Limitations and further studies
ERP studies have often been applied to paradigms that indirectly reflect specific cognitive functions in OCD. Several neuroimaging studies (Breiter et al., 1996; Adler et al., 2000; Mataix-Cols et al., 2002; Shapira et al., 2003; Nakao et al., 2005) have been carried out using symptom provocation paradigms that more directly reflect the physiological reaction to stimuli that provoke certain symptoms. Although OCD is usually a chronic disorder, anxiety is experienced only when the individual encounters stimuli that trigger obsessive fears. Future ERP studies should employ symptom provocation paradigms, which could shed light on the neurological mechanisms that take place during the specific moment at which symptoms occur.
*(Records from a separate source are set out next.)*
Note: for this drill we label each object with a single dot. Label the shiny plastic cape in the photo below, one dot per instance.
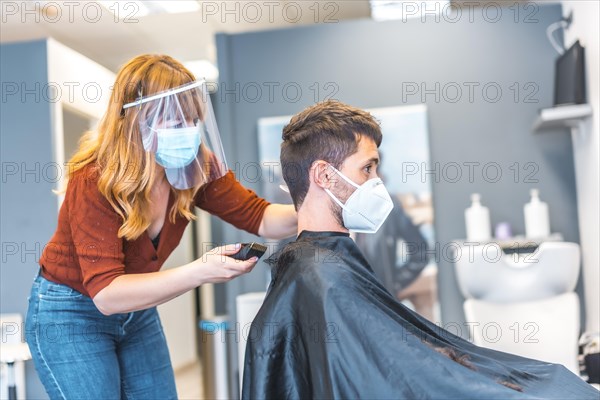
(329, 329)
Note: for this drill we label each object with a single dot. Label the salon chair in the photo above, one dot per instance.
(523, 303)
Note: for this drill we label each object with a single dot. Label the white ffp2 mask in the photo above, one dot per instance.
(367, 208)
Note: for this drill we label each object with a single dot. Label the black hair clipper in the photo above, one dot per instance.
(249, 250)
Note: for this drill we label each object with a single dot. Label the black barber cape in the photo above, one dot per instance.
(329, 329)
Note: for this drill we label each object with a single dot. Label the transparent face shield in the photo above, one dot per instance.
(179, 127)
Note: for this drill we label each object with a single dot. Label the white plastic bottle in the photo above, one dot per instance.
(477, 218)
(537, 220)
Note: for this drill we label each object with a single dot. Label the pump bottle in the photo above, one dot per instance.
(477, 218)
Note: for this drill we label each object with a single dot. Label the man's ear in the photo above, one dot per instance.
(321, 174)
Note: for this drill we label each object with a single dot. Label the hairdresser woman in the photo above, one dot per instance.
(92, 324)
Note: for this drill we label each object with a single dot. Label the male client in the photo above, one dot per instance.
(328, 328)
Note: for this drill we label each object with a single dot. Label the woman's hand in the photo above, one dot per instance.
(216, 267)
(132, 292)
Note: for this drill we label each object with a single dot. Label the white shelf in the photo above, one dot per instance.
(562, 116)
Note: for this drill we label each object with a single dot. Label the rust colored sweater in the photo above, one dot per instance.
(86, 254)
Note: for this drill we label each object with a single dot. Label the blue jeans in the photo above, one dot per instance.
(80, 353)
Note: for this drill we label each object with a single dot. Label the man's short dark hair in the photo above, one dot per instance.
(328, 131)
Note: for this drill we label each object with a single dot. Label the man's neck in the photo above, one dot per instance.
(317, 217)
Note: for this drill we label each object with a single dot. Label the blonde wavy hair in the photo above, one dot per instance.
(126, 170)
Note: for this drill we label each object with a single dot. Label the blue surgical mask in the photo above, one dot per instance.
(177, 147)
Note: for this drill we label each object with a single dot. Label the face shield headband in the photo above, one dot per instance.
(179, 127)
Another general limitation is co-morbidity. The discrepancies among different hypotheses could be partially attributable to the heterogeneity of this disorder and, more specifically, to differences between patient subgroups (Tallis, 1997b). Similar caveats for OCD neuroimaging studies related to methodological issues (sample size, multiple corrections, non-selective data analysis) are a topic for further consideration. Finally, it is worth noting that most OCD patients have an extensive history of medication use. Even if the global effects of these treatments on the reported findings remain unclear, there is interesting evidence from neuropharmacological investigations suggesting that various substances alter ERP components.
Conclusions
The role of ERP as a methodology that connects OCD symptomatology with the fronto-striatal model has numerous implications. Perhaps the most important of these implications is the linkage of ERPs (ERN and N200) with action monitoring and inhibition, particularly because they are modulated by the ACC, OFC, and BG, which are intimately linked to OCD.
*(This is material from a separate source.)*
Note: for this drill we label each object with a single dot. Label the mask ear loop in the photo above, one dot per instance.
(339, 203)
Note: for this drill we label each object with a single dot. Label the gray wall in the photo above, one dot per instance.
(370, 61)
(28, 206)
ERP studies offer several advantages. One of the most relevant is a temporal resolution that allows a more precise analysis of different stages of cognitive processes during the performance of a motor or cognitive task. Another advantage is its lower cost compared to other techniques, such as neuroimaging. The integration of neuropsychological studies, neuroimaging techniques and ERP findings might become a powerful strategy for obtaining more precise and complete knowledge of disorders such as OCD. This integrative approach could also be useful in analyzing the possible role of conflict monitoring and inhibition (ERN, N200) as well as executive functions such as WM (P600) as biomarkers or endophenotypes of this disorder.
Conflict of interest statement
The authors declare that the research was conducted in the absence of any commercial or financial relationships that could be construed as a potential conflict of interest.
Acknowledgments
This research was partially supported by CONICET and INECO Foundation Grants. Any opinions, findings, and conclusions or recommendations expressed in this material are those of the authors and do not necessarily reflect the views of those grants.